Professor Gonçalo Bernardes, courtesy Chemistry Photography
Professor Gonçalo Bernardes has been awarded the Royal Society of Chemistry 2024 Corday-Morgan Mid-Career Prize for Chemistry.
The prize is given for his design, development and application of targeted therapeutics, including small molecule-based RNA degradation and conditional activation of chemotherapeutics.
Head of Department Professor James Keeler said: “This prize is a great recognition of the ambition and significance of Gonçalo’s work. Chemists have always played an important role in the development of new drugs, but Gonçalo’s work shows just how much more powerful a profound understanding of both the chemistry and the biology is in developing new therapies.”
Bernardes’ work is considered to be at the forefront of the interface of chemistry and biology and has led to many breakthroughs in protein chemistry and new chemical methodologies to address difficult questions in life sciences.
Bernardes said: “This prize recognises an effort in what I hope will generate new scientific knowledge and technological developments to impact on human health. This would not be possible without the talent and hard work of all of the undergraduate students, graduate students, postdoctoral researchers, and collaborators that I
have worked with, and with the support from my family. I am very grateful to all.”
One example of this innovative work is his research group’s development of a new tool for degrading RNA sequences in living cells using click-chemistry reactions.

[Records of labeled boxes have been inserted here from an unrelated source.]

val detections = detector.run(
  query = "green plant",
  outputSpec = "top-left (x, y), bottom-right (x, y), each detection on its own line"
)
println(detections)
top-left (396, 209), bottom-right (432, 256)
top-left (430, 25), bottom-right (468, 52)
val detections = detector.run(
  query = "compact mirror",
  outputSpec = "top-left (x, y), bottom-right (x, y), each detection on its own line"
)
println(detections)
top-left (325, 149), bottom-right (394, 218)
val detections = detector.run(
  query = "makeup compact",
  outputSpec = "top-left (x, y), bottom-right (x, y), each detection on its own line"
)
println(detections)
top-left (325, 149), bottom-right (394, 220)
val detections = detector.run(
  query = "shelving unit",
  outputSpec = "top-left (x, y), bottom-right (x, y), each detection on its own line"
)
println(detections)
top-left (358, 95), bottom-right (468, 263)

Delivering cytotoxic drugs (drugs that kill cells) to specific cancer tissue sites without damaging healthy cells is a key research area for Bernardes and his research group. One technique involves ‘masking’ the activity of a drug, which is only restored when it reaches a tumour tissue. This means it won’t damage healthy cells along the way, enabling the dose to be increased without side-effects, and maximising efficacy.
Bernardes was recognised as a finalist in the Blavatnik awards in 2021 for the development of DNA degraders, and has recently been appointed as a Visiting Professor at Xi’an Hospital of Traditional Chinese Medicine in China, where he will continue his research into targeted cancer therapeutics in collaboration with medics and clinicians trained in both Chinese and Western medicine.